We don't rate humans that way on performing tasks either (if they got it less than perfect it's worse than not doing it at all). Even math tests at the university level consider the approach and any partial results in the right direction, don't just mark it 0 if there's an error, nor give a higher mark to students who didn't produce anything.
I wasn't clear on how was using "better". Your example is better in that it fulfills the requirement, but I don't think it's as impressive as ChatGPT's answer. How long would it take to make a sentence that is at least 7 words (and also making sense, and ideally sounding good)?
This isn't something that can be usefully discussed. "Word" has a vague enough definition that a contraction can validly be considered one or two words. If you try and look to linguistics you'll just see they use specialized words with stricter definitions.
Regardless it's more reasonable for me to say "that's" is a five letter word than it is for the AI to say "spells" is a five letter word.

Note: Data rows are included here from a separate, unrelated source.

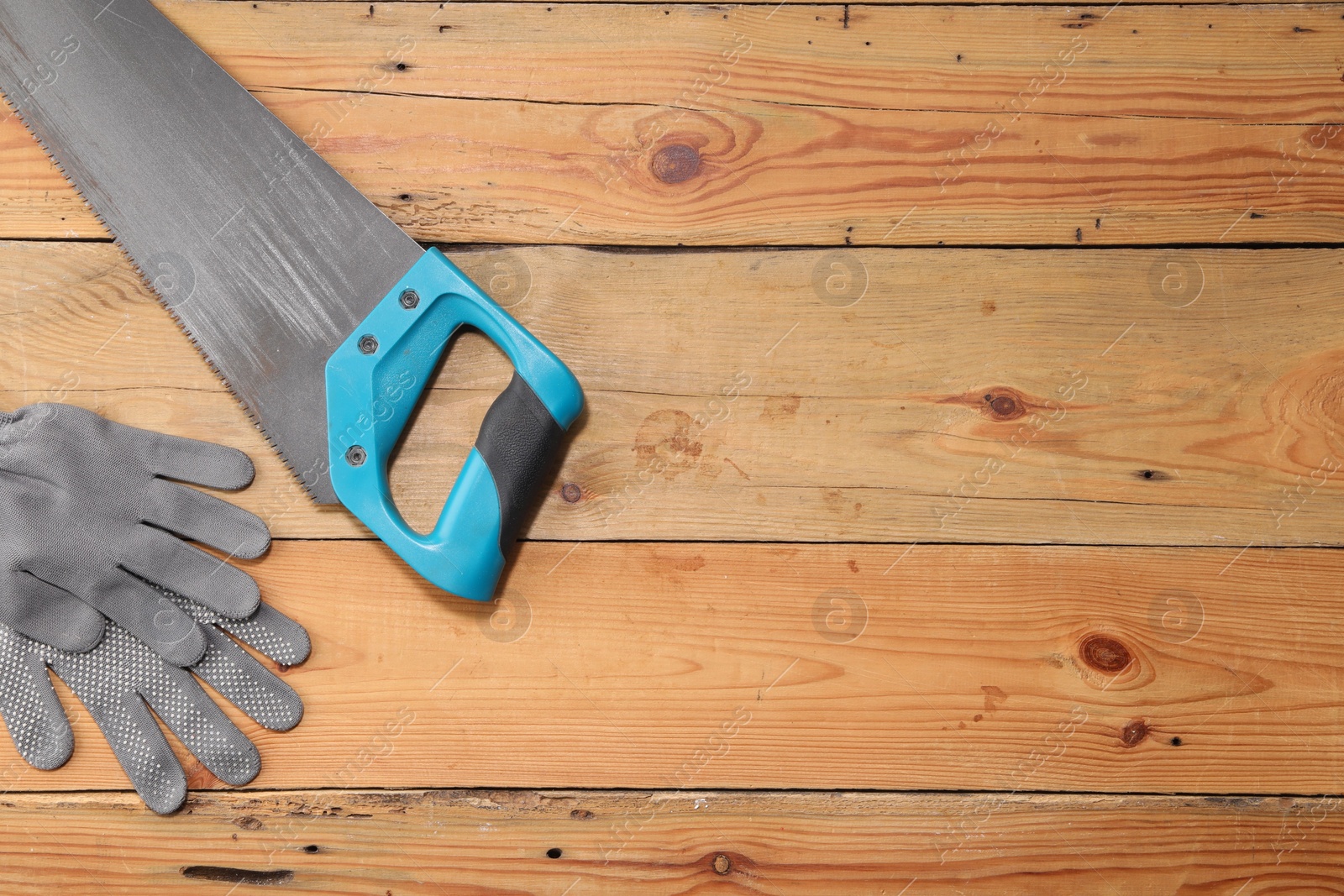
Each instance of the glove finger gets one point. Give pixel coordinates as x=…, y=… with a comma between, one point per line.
x=49, y=614
x=206, y=519
x=102, y=680
x=186, y=459
x=176, y=566
x=29, y=703
x=202, y=726
x=273, y=633
x=150, y=616
x=248, y=684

I tried, this is what I came up with under significant time pressure:
Happy books sound great.
It was very difficult to think of a plural verb with 5 letters, and once I realized that was an issue, I was worried that I wouldn't have enough time to come up with a singular noun that would fit any of the singular verbs that I was considering (reads, seems).
Interestingly, this is the exact same mistake that ChatGPT made! It has "spell" -> "spells" which is a plurality / correctness of sentence mistake.
My sentence is technically correct and could be used plausibly in conversation: "What kind of books do you want to read?" "Happy books sound great."
But it's a pretty weak sentence. Being restricted from articles makes it very difficult to get agreement.
It did get closer. For that type of query you can ask it check its work and can usually triangulate on correct answer within a single prompt, eventually.
I would be cautious of a Clever Hans effect there. If you repeat the question until you get the right answer you're providing the AI with significant extra information.
No, in a single prompt, you can instruct it to check its work and keep going until it’s right (or at least have it tell you which of the N answers were right or wrong). Essentially chain of thought reasoning.